3. Corporate dysfunction runs deep
Face it: on the whole, our workplaces are jacked up. It’s the reason Laurie’s statement about HR failing America gave me serious pause.
HR didn’t fail America. Greed, arrogance, and stupidity failed America — again.
It’s true that many HR professionals lack courage to do the right thing when necessary, but it’s also true that many have plenty of courage.
Some of these individuals have paid the price for their convictions, too. They’ve been bullied, marginalized, ridiculed, and in extreme cases, forced out of their organizations, all because they didn’t have the power to make fundamental changes that would have made a difference.
And it’s not their fault. You can’t influence a system that’s not open to being influenced.

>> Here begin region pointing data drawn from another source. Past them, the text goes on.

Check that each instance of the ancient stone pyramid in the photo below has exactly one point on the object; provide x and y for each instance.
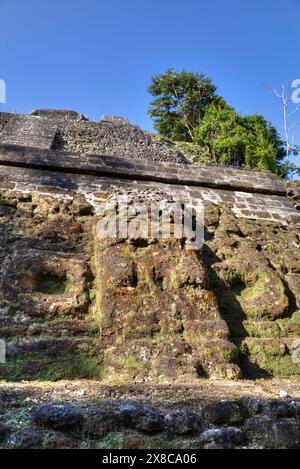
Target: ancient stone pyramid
(144, 310)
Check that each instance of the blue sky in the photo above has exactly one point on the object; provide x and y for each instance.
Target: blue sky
(97, 56)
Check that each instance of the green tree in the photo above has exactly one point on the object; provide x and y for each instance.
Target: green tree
(228, 138)
(180, 101)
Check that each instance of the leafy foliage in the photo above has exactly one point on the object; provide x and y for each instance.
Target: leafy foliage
(181, 99)
(187, 111)
(229, 138)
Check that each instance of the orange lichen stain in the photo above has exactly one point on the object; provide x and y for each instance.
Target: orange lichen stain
(123, 292)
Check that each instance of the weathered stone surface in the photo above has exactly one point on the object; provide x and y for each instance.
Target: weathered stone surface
(141, 418)
(183, 423)
(228, 412)
(57, 417)
(223, 438)
(284, 433)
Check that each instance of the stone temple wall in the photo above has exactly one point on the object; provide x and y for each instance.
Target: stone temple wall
(141, 310)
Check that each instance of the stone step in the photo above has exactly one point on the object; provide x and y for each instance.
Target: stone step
(51, 359)
(268, 357)
(57, 328)
(266, 329)
(31, 131)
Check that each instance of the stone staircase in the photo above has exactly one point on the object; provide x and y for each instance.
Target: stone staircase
(267, 347)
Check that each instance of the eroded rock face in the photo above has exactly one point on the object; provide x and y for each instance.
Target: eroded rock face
(145, 310)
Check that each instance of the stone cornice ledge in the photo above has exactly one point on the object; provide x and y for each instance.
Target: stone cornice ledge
(221, 177)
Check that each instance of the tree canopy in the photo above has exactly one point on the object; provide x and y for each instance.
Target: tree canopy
(187, 111)
(180, 101)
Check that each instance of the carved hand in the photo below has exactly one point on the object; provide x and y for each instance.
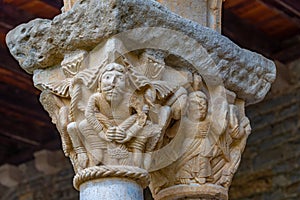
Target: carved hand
(115, 133)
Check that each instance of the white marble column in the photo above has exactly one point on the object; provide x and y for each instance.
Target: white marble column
(144, 97)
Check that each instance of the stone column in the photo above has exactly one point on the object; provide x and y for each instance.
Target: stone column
(143, 97)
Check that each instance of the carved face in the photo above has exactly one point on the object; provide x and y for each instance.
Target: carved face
(113, 83)
(197, 109)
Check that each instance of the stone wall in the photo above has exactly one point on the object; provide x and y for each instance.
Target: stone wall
(270, 167)
(37, 186)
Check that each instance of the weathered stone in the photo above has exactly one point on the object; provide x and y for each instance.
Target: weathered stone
(42, 43)
(10, 175)
(139, 93)
(49, 162)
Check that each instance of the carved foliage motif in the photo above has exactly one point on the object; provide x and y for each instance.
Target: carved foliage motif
(134, 110)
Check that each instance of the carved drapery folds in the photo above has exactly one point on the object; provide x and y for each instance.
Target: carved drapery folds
(163, 106)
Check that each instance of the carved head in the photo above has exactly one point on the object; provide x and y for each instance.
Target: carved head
(112, 81)
(197, 108)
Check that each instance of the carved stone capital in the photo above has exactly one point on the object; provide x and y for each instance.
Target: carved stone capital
(137, 91)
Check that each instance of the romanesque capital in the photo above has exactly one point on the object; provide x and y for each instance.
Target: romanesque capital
(140, 93)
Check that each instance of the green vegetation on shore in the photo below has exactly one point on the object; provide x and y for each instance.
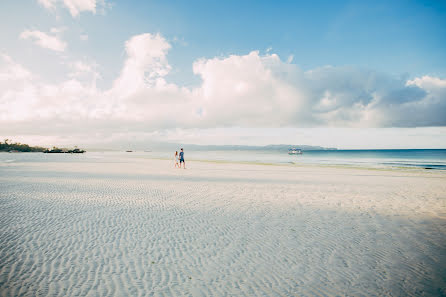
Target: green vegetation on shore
(20, 147)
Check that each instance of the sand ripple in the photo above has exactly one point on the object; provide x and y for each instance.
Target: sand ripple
(133, 230)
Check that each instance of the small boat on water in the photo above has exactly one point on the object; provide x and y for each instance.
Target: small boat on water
(294, 151)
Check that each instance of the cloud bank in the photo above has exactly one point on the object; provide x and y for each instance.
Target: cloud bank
(253, 90)
(75, 7)
(45, 40)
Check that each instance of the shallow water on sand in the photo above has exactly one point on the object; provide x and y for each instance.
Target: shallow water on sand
(137, 227)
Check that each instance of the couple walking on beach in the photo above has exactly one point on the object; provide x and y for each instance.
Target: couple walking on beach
(181, 156)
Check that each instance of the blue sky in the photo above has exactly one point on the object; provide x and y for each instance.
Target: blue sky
(395, 47)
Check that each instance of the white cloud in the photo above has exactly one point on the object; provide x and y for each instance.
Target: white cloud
(48, 4)
(45, 40)
(146, 64)
(75, 7)
(250, 91)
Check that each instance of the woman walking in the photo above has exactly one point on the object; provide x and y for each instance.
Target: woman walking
(176, 160)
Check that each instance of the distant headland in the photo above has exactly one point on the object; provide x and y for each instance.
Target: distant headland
(17, 147)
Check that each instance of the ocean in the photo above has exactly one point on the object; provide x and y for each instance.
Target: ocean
(428, 159)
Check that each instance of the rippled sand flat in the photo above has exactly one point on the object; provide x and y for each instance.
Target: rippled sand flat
(138, 227)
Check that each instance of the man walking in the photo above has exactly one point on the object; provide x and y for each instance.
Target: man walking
(182, 159)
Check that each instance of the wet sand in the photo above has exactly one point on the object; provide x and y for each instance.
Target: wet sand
(139, 227)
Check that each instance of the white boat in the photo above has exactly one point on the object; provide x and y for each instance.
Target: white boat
(294, 151)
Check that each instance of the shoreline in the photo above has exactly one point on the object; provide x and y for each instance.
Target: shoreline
(77, 226)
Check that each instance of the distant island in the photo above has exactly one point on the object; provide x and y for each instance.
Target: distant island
(21, 147)
(271, 147)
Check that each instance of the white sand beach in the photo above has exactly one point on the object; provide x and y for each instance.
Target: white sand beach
(139, 227)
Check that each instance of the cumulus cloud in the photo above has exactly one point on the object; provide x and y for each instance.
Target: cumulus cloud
(251, 90)
(75, 7)
(45, 40)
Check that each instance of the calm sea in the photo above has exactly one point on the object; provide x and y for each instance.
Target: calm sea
(425, 159)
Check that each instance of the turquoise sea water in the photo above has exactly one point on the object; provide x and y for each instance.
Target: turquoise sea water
(424, 159)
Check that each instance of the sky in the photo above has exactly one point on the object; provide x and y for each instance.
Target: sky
(345, 74)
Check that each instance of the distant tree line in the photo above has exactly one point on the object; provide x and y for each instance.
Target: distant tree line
(8, 146)
(20, 147)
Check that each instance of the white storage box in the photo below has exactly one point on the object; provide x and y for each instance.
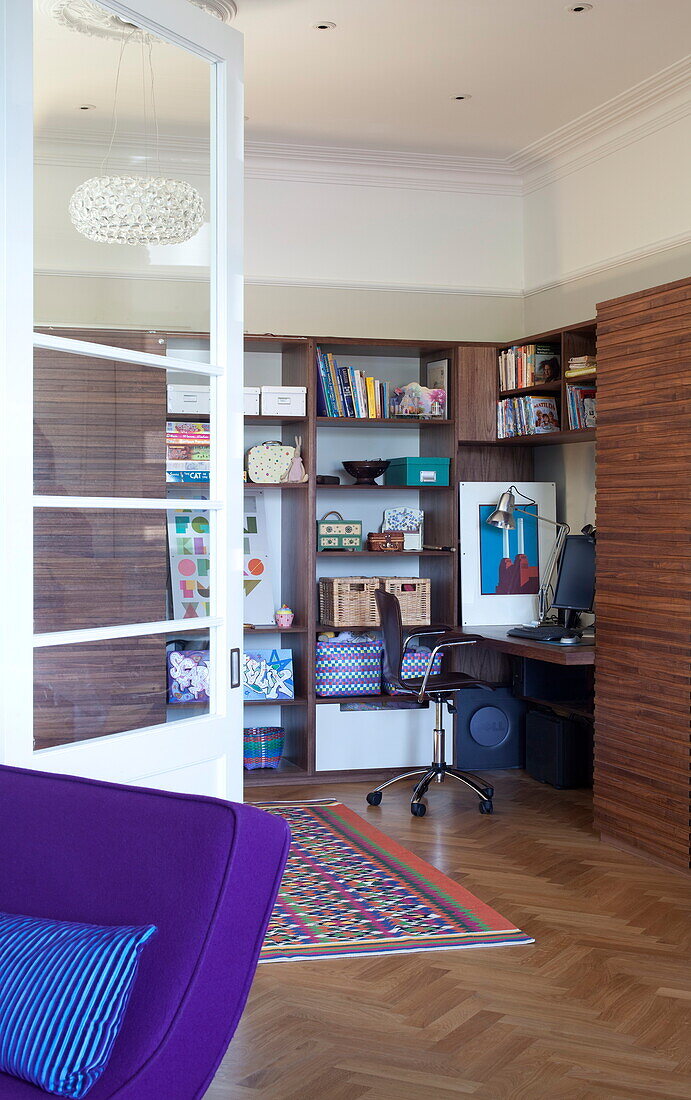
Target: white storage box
(284, 400)
(189, 399)
(251, 400)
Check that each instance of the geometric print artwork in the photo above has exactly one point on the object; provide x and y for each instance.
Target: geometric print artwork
(350, 890)
(188, 551)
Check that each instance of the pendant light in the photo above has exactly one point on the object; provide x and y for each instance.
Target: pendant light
(150, 209)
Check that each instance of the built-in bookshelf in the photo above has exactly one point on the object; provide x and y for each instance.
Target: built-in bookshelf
(536, 395)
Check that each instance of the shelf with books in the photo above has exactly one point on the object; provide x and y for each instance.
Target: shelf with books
(550, 399)
(390, 488)
(550, 438)
(274, 419)
(272, 628)
(396, 421)
(538, 387)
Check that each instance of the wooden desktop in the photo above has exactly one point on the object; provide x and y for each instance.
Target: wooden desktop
(495, 637)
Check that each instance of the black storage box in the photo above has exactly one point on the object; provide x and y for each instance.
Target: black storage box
(559, 750)
(489, 729)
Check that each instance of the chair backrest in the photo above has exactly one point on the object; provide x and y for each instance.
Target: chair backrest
(392, 636)
(204, 871)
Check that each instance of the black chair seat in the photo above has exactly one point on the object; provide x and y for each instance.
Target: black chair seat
(445, 681)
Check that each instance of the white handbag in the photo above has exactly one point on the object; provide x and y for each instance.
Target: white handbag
(270, 463)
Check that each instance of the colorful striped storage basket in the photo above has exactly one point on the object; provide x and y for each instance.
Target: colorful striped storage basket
(348, 669)
(415, 664)
(263, 746)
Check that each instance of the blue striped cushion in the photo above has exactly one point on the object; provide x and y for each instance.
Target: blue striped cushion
(64, 989)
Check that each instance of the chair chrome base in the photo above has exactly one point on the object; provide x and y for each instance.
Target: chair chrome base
(436, 773)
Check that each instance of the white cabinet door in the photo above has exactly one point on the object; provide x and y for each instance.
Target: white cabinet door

Such organizations don’t want what their HR folks are selling. They’re making money their way, and they don’t give a damn what HR thinks.
Let those other shmucks worry about rules, regulations, and consideration for workers. We’re getting paid. And by the way, how are the plans for that summer picnic coming along again?
4. Most HR jobs are terrible
One fun thing that Laurie does in the book is talk about HR movers and shakers — most of whom have abandoned their standard corporate gigs at this point. Why? I say it’s because a lot of HR jobs are terrible (see No. 3), and many pros have found that the way to make a mark within the profession is to in some sense leave the profession. Laurie’s own story proves that.
So hey listen. It’s not that I’m without hope. I’m indeed hopeful. (Not as hopeful as Laurie, though.)
Like I said in the very first article I ever contributed to TLNT, your employer doesn’t get to decide what type of HR practitioner you’ll be, and I believe that. Each HR professional has a circle of influence, and he or she should use it for good.
One small, positive action at a time can make a difference in the lives of those you touch. And that’s something to be proud of.
The employer chooses its HR department
But like I also said in that earlier article, the employer does get to choose its HR department, and no amount of revolution from the ranks is going to upset that balance.
But then again, maybe I’m dead wrong. Heck, I hope I am.
In the meantime, go ahead and read Laurie’s book I Am HR and form your own opinion.
I bought two copies, ‘cause I’m a fan.